N’en prenons qu’un exemple. Je relisais hier un article de CNN datant d’octobre 2016 qui traitait avec un souverain mépris le programme économique de Trump, ce qui du reste n’avait aucune importance puisque ce même article de CNN diagnostiquait que Trump n’avait aucune chance de se faire élire. “Trump’s team, expliquait le journaliste en cachant avec peine son ironie vis-à-vis du candidat républicain, says it will get to 4% growth with tax cuts, better trade deals and more manufacturing jobs.” (L’équipe de Trump prétend atteindre 4% de croissance avec des réductions d’impôt, de meilleurs traités de libre-échange et une augmentation de l’emploi industriel).
Or, poursuit ce journaliste en se prévalant de l’avis de pas moins de onze “experts” économistes, il existe un consensus pour dire que les USA n’atteindront certainement pas ce taux de croissance, surtout avec les “recettes” idiotes de Mr Trump, et qu’à l’inverse ce dont l’Amérique a besoin est d’ouvrir davantage la porte à l’immigration si elle veut croître même de façon médiocre…
Tout cela fait une révolution conservatrice plus profonde et radicale que celle de Reagan
Trump fut élu, il mit en œuvre très exactement son programme économique et au deuxième trimestre 2018 le taux de croissance US s’établit à 4.1% (en annualisé), là où par exemple la France de Macron est à 0.8%. Lors même que Trump a réduit l’immigration, fermant de facto la porte des Etats-Unis aux réfugiés musulmans et réduisant tous les circuits de l’immigration, légale comme illégale.
L’important n’est pas que ce journaliste ait eu tort, mais de se souvenir qu’à l’époque 90% des journalistes s’exprimaient identiquement sur le fond, et avec le même ton méprisant de la certitude et de l’évidence.
Au delà de l’économie, nous assistons à une révolution profonde sur tous les plans : géopolitique, fiscale, “normative”, militaire, énergétique, politique au sens strict. Tout cela fait, en effet, une révolution conservatrice (au sens anglo-saxon), plus profonde et radicale que celle conduite, dans les années 80, par le président Reagan.

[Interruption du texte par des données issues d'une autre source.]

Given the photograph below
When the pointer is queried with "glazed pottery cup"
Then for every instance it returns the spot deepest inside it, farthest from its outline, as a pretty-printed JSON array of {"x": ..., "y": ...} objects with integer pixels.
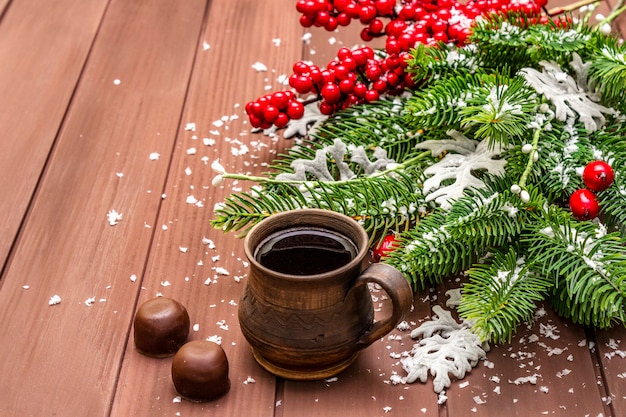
[{"x": 306, "y": 309}]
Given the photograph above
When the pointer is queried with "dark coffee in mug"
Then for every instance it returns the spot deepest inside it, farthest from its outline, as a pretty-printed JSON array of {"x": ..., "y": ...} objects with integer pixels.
[{"x": 305, "y": 251}]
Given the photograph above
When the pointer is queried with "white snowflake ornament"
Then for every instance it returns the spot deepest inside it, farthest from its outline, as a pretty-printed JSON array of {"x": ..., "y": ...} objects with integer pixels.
[
  {"x": 446, "y": 348},
  {"x": 470, "y": 157}
]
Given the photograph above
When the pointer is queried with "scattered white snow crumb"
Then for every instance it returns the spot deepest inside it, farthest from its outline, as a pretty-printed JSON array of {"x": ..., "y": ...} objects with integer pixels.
[
  {"x": 532, "y": 379},
  {"x": 403, "y": 326},
  {"x": 549, "y": 330},
  {"x": 208, "y": 242},
  {"x": 221, "y": 271},
  {"x": 479, "y": 400},
  {"x": 564, "y": 372},
  {"x": 442, "y": 398},
  {"x": 215, "y": 339},
  {"x": 113, "y": 217},
  {"x": 259, "y": 67}
]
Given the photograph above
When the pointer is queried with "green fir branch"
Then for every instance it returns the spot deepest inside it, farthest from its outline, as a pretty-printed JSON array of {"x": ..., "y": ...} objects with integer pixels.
[
  {"x": 446, "y": 243},
  {"x": 501, "y": 294},
  {"x": 587, "y": 264}
]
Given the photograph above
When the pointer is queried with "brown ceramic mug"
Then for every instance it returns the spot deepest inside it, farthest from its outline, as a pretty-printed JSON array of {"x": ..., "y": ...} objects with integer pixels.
[{"x": 306, "y": 310}]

Cette révolution embrase d’autant mieux l’Europe que, dès la candidature de Trump, d’importantes convergences de fond sont apparues avec les pays d’Europe centrale — Pologne, Hongrie, Tchéquie, Slovaquie — bientôt rejoints par l’Autriche, l’Italie, le Danemark, la Bulgarie. Ce n’est pas Bruxelles, Paris ou Londres mais la Pologne que Trump choisit pour prononcer, quelques mois après son élection, son discours sur l’avenir de la civilisation occidentale.

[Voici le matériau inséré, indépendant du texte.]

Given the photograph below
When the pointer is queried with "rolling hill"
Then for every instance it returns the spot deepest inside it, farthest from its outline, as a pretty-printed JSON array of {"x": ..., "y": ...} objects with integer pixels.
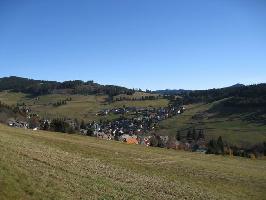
[{"x": 46, "y": 165}]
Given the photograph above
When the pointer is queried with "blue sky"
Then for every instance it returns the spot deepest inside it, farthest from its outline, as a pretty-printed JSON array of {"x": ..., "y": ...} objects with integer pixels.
[{"x": 154, "y": 44}]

Il ne reste guère que deux pays imperméables à cette révolution conservatrice : la France de M. Macron et le dernier carré des fidèles de Madame Merkel (ce n’est vraisemblablement qu’une question de temps que l’Allemagne ne bascule dans la révolution conservatrice, si l’on en juge par l’évolution de la CSU, d’une fraction notable de la CDU et l’institutionnalisation de l’AfD).
Que ce soit dans le domaine de l’immigration, de la fiscalité ou de l’extrême prolifération normative, les élites du passé ont été très loin dans la mise en œuvre de leurs théories, elles se sont souvent montrées extrêmes. Jamais l’individu n’a été aussi taxé que dans l’Europe contemporaine; jamais l’homme ne fut aussi “normé” jusque dans les détails les plus infimes de son existence — regards, abstention, silences ! — que ne l’est l’Occidental contemporain. Un rééquilibrage était inévitable.
Il faut se réjouir que ce rééquilibrage — cette révolution conservatrice — s’exprime de façon démocratique et dans le respect de l’état de droit. Et il faut lui souhaiter de réussir ! Car, en cas d’échec, nos populations exaspérées se tourneront vers des formations politiques nettement plus radicales. N’en jugeons que par le cas de la Hongrie, où la principale force d’opposition à M. Orbán n’est pas un parti de gauche, mais une formation objectivement raciste, antisémite et “romantique” dans le pire sens du terme.